Wer mit der neueren Geschichte dieser Rettungsaktionen vertraut ist, wird in Italien immer wieder auf den Namen FIAT (Fabbrica Automobili Italiani di Torino) stoßen. Mit dem Firmennamen eng verbunden ist der Name des Familienclans Agnelli, der alle Stürme des vergangenen Jahrhunderts heil überstanden hat und das Turiner Autowerk zum Markenzeichen Italiens machte. Die Geschichte der Agnellis besteht seit Gründung der Werke im Jahre 1906 aus ihren engen Verbindungen zu der jeweils politischen Macht, zu den mächtigen italienischen Geheimlogen und den staatlichen Geheimdiensten und sie waren schon damals keineswegs nur auf die Landesgrenzen beschränkt. Die Agnellis waren schon des Geschäfts wegen Kosmopoliten, paktierten je nach politischer Wetterlage mit den weltbeherrschenden Mächten des Westens. In seiner Philosophie der Praxis charakterisiert Antonio Gramsci, Mitbegründer der Kommunistischen Partei Italiens, in der Parteizeitung Avanti den Fiat-Konzern als eine nordamerikanische Kolonie, in der die rechtschaffenen Wilsonpioniere hartnäckig und ausdauernd daran arbeiten, in Italien den ersten gesellschaftlichen Kern des Völkerbunds zu schaffen. (Avanti 1919)

Zwischendurch hielten es die Agnellis jedoch als eingeschworene Anhänger des Liberalismus ratsam mit dem monarchistisch-faschistischen Regime von Mussolinis Gnaden ihr Arrangement zu treffen, wobei sie nicht schlecht fuhren. Für die Agnellis schuf der Faschismus Bedingungen, denen unsere heutigen Liberalen insgeheim mit nostalgischer Wehmut nachtrauern. Sie machten ihre profitbringenden Geschäfte mit dem Ausland und in ihrer Fabrik machte ein militarisierter Arbeitsalltag die Arbeiter zu rechtlosen Sklaven ihrer Herren. Die Agnellis setzten jetzt auf Waffen und unterstützten die Savoyer und den zum Liberalen und Faschisten gemauserten Sozialisten Mussolini. Die lohnten es ihm am 1. März 1923 mit Verdienstkreuz und der Ernennung zum Senator des Faschismus.

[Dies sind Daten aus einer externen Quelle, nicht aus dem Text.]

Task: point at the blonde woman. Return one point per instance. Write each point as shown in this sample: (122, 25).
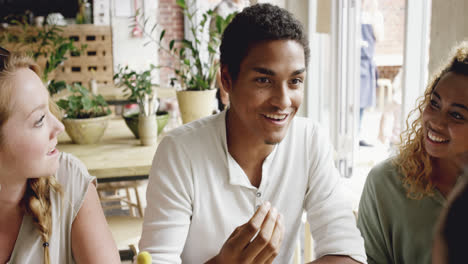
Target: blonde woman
(404, 195)
(50, 212)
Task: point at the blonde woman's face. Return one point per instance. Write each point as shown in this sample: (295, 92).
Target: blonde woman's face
(445, 118)
(30, 134)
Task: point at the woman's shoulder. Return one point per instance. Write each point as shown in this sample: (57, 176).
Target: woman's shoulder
(74, 179)
(71, 169)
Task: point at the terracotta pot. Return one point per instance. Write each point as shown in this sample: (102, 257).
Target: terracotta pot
(195, 104)
(87, 130)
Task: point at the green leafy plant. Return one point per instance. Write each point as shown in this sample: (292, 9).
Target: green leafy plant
(83, 104)
(44, 42)
(192, 71)
(138, 84)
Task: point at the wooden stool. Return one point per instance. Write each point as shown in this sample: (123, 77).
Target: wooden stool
(126, 231)
(124, 200)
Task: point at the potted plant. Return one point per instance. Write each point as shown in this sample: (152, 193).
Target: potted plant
(141, 89)
(86, 115)
(195, 73)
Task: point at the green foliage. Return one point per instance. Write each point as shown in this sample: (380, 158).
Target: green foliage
(137, 83)
(83, 104)
(45, 41)
(192, 72)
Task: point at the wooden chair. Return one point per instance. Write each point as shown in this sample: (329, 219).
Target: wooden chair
(126, 231)
(111, 198)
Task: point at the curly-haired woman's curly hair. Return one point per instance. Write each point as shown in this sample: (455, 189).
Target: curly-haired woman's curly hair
(257, 23)
(413, 161)
(36, 200)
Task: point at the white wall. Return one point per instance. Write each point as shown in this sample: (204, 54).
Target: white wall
(449, 25)
(127, 49)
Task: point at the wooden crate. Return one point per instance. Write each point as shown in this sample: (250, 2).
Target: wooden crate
(95, 62)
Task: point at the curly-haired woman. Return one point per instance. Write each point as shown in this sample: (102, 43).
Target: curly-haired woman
(50, 212)
(404, 195)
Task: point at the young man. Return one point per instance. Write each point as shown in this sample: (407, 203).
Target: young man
(231, 188)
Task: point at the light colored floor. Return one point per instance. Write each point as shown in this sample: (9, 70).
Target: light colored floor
(367, 157)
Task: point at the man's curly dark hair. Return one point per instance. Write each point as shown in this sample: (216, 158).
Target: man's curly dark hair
(257, 23)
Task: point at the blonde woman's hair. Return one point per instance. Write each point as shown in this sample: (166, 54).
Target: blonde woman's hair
(413, 161)
(36, 200)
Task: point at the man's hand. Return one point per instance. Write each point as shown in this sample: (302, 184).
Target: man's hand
(240, 248)
(330, 259)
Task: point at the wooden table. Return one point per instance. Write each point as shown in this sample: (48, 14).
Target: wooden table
(117, 157)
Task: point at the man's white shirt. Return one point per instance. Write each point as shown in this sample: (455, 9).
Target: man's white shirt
(197, 194)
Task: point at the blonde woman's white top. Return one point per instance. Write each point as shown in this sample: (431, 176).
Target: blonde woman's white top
(74, 179)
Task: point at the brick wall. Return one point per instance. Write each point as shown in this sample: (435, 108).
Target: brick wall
(171, 18)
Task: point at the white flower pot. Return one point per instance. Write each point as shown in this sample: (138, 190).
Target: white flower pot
(195, 104)
(148, 130)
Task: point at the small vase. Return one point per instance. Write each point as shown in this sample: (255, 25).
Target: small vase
(148, 130)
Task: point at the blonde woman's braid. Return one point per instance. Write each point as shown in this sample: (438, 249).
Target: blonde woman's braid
(36, 202)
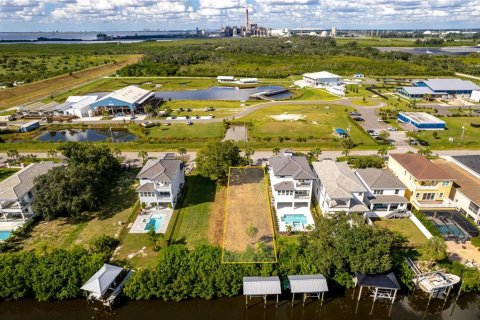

Für alle mit schlechtem Kurzzeitgedächtnis oder dementen Störungen Geplagten sei erwähnt, besonders in einem Augenblick, in dem parlamentarische Rechte und sozialdemokratische Linke gleichermaßen nach Reprivatisierung um die Wette schreien, dass schon Mussolini ein eifriger Anhänger des Liberalismus war. Nicht uninteressant sind seine Worte im Jahre 1921 als junger Abgeordneter des nationalen Parlaments, die heute jeden Anhänger des Neoliberalismus in Begeisterung versetzen müssten: Der Staat gleicht dem Riesen Briarius mit seinen hundert Armen. Ich glaube, dass ihm 95 davon amputiert werden müssen, was bedeutet, dass der Staat auf seine reine juristische und politische Funktion reduziert werden muss. Der Staat gebe uns eine Polizei, welche die Gentlemen vor dem kriminellen Gesindel schützt, eine gut organisierte Justiz und eine Armee, die auf alle Eventualitäten der Außenpolitik, die auf das nationale Interesse abgestimmt sein muß, vorbereitet ist. Alles andere, und ich schließe die Sekundarschule dabei nicht aus, muss wieder in die Hände von Privatpersonen gelegt werden.
Die Quittung für diese Anschauung jedoch kam acht Jahre später mit dem Crac dreier großer italienischen Banken (Comit, Credito Italiano, Banco di Roma), die zahlungsunfähig wurden, weil sie die Spareinlagen ihrer Clienten zu Spekulationszwecken benutzten und damit den größten Teil ihres Aktienkapitals finanzierten. Der Crac kostete den faschistischen Staat 3000 Milliarden Lire und erinnert an Größenordnungen bei den heutigen Betrugsaffairen nordamerikanischer Konzerne. In einer Zeit, in der bereits oppositionelle Gesinnung zumindest Verbannung oder Gefängnisinsel bedeutete, blieben die Verantwortlichen, darunter FIAT-Vorsitzender Giovanni Agnelli, ungestraft. Der faschistische Staat übernahm ihre privaten Verluste und zog keinen von ihnen zur Rechenschaft.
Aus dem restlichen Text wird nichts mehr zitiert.